Ralph Ellison’s masterpiece novel, “Invisible Man,” was greeted as a sensation in both content and style when it was first published in 1952. The surreal first-person bildungsroman tale of a young man seeking affirmation of his identity as a Black citizen in America continues to be ranked among the best works of American literature of the 20th century. Ellison became the first African American writer awarded the National Book Award for Literature when he won the prize for the novel in 1953.

“Invisible Man” is a reflection on race and humanity in an era of Jim Crow repression and Black urban migration.
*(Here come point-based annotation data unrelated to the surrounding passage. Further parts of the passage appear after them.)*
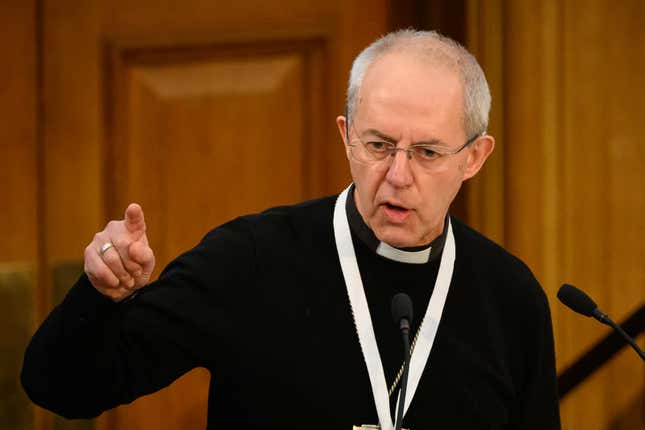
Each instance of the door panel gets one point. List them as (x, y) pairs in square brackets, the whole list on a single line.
[(201, 111)]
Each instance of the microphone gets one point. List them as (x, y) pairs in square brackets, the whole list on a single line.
[(402, 315), (581, 303)]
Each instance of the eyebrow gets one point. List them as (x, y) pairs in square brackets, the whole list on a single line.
[(385, 137)]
It charts the challenging and often-nightmarish experiences of an unnamed narrator’s physical and metaphysical travel from the American South to New York City, where he becomes deeply immersed as a witness-participant in the complex politics and cross-cultural life of Harlem. Ellison’s improvisational approach to the novel’s structure reflects his love of blues and jazz, and his incorporation of parody, puns and wordplay honor the richness of black humor and the vernacular tradition.

A typeset page of copy on aged, brown paper, with editing marks made by a red pencil. It is titled "Inivisible Man" across the top.
A working manuscript of “Invisible Man,” with editing by Ellison. Manuscript Division.
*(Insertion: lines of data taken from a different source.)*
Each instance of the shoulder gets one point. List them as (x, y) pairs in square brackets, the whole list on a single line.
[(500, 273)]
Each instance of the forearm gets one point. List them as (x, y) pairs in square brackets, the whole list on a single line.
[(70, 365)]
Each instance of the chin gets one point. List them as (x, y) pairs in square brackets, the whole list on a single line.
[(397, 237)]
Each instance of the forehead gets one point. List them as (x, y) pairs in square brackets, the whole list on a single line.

Ellison left school in Tuskegee, Alabama (where he studied music and read canonical literature in the library), to go to Manhattan in the mid-1930s. His employment as a folklorist with the Harlem Federal Writers’ Project and the encouragement he received from Langston Hughes and Richard Wright laid a foundation for his creation of “Invisible Man” and his long career as an essay writer and cultural critic.

The famous opening lines of the novel’s prologue (“I am an invisible man … simply because people refuse to see me”) have retained their significance into current times, and Ellison continues to inspire rising writers and readers. With “Invisible Man,” he opened a path that led to the Black Arts Movement of a following generation and spoke to existential and universal aspects of the human condition.